Fahrradzeitung für das Münsterland

Bei Starkregen runter von der Straße

Regen hatten wir in den vergangenen Wochen nun wahrlich genug. Doch wer bei Wind und Wetter radelt, sollte nicht nur die richtige Kleidung, sondern auch das richtige Verhalten parat haben. Schließlich möchte niemand vom Blitz getroffen werden, wenn gerade ein kräftiges Sommergewitter niedergeht.

Ist keine Bushaltestelle und auch sonst kein Unterschlupf in der Nähe, gilt es bei heftigem Blitzschlag, eine Schutzposition einzunehmen – am besten in einer Mulde von freien Flächen: Dazu geht man mit geschlossenen Beinen und angelegten Armen in die Hocke und „macht sich insgesamt klein“, so der Pressedienst-Fahrrad (pd-f) in Göttingen.

Der Deutsche Alpenverein (DAV) in München rät, die Kontaktfläche zum Boden möglichst klein zu halten, um die Gefahr von sogenannten Kriechströmen zu senken. Dazu lässt sich eine Fahrradtasche als Unterlage nutzen. Da Fahrräder oft aus Metall und anders als Autos nicht ausreichend isoliert sind, um gegen Blitzeinschlag zu schützen, empfiehlt der pd-f einen Sicherheitsabstand von mindestens zehn Metern zwischen Mensch und Rad.

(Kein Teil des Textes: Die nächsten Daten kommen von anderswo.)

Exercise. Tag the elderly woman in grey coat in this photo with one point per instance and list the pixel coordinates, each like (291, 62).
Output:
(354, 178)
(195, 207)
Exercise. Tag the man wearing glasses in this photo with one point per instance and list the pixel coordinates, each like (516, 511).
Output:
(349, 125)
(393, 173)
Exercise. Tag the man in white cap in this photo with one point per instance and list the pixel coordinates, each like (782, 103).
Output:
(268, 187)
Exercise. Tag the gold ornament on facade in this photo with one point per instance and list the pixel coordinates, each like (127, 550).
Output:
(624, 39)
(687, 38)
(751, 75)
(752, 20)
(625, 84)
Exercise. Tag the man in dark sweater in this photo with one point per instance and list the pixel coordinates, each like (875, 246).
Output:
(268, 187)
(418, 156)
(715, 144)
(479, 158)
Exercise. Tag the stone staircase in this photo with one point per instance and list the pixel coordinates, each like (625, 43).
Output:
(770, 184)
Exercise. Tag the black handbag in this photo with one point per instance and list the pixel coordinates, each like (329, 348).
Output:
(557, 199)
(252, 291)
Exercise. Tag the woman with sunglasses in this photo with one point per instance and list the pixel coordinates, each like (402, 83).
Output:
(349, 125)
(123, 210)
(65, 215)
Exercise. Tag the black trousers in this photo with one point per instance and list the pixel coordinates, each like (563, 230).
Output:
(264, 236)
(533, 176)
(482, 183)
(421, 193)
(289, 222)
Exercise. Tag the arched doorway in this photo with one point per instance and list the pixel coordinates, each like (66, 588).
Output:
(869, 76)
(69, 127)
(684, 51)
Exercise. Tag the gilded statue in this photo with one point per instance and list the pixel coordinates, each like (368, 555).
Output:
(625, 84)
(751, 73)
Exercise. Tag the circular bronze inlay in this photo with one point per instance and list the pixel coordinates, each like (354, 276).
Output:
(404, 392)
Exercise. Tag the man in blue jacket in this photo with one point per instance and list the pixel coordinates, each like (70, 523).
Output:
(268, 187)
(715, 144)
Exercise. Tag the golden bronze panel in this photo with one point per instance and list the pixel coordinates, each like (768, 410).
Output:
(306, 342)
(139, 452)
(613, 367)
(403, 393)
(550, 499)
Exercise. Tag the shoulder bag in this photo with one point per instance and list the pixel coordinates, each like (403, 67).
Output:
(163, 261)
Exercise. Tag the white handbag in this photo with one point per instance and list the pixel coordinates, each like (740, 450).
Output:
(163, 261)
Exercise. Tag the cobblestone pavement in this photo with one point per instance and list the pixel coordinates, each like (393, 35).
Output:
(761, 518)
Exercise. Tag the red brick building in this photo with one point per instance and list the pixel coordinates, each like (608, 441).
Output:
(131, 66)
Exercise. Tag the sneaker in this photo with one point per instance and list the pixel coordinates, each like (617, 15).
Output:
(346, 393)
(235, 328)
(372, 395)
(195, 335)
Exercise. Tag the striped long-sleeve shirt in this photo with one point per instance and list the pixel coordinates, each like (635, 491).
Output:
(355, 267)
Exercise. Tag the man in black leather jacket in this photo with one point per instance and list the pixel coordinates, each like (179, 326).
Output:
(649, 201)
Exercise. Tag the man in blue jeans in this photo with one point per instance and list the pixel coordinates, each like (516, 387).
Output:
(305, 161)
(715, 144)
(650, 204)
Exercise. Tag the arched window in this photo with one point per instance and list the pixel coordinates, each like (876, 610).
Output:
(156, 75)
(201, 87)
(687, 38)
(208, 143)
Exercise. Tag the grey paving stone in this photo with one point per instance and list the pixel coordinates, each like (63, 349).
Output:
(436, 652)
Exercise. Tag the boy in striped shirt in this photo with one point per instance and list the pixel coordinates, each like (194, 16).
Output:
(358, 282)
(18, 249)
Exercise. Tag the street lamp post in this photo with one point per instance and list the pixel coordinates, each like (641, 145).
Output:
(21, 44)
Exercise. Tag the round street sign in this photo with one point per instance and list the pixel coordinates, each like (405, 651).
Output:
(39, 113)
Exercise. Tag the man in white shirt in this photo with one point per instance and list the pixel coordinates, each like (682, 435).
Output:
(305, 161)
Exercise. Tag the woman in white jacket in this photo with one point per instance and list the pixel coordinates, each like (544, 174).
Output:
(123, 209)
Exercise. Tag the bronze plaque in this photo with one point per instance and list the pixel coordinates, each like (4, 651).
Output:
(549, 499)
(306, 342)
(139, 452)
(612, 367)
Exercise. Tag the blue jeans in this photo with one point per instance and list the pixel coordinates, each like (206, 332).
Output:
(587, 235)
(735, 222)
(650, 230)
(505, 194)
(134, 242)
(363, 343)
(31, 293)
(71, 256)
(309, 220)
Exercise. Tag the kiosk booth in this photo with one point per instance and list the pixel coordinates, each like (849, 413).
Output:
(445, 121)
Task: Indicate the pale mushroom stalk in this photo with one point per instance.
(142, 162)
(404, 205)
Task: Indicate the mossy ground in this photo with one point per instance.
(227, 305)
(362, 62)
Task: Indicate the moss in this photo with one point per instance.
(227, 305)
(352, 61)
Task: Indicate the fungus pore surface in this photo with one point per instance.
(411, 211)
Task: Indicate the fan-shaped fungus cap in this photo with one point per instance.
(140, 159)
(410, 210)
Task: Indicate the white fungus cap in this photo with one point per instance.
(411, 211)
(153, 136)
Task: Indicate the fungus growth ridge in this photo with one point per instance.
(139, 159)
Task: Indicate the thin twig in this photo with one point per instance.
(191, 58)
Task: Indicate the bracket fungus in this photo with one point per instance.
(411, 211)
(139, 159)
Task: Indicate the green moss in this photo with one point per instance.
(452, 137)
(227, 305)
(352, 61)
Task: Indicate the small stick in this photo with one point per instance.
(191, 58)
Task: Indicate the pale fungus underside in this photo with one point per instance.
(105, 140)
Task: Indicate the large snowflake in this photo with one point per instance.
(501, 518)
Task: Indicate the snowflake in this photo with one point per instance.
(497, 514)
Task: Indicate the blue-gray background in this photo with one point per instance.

Was Radelnde ebenfalls am besten vermeiden sollten, sind freistehende Bäume und Waldränder, Seen und Bäche sowie alle anderen wasserführenden Bereiche. Wer sich bei Gewitter im Wald aufhält, ist zwar weitgehend vor Blitzschlag geschützt, nicht aber vor herabfallenden Ästen. Menschen im Sattel empfiehlt der pd-f, bei Starkregen auch die Straße zu verlassen, weil dann die Sicht vom Steuer eines Autos aus oft stark beeinträchtigt ist.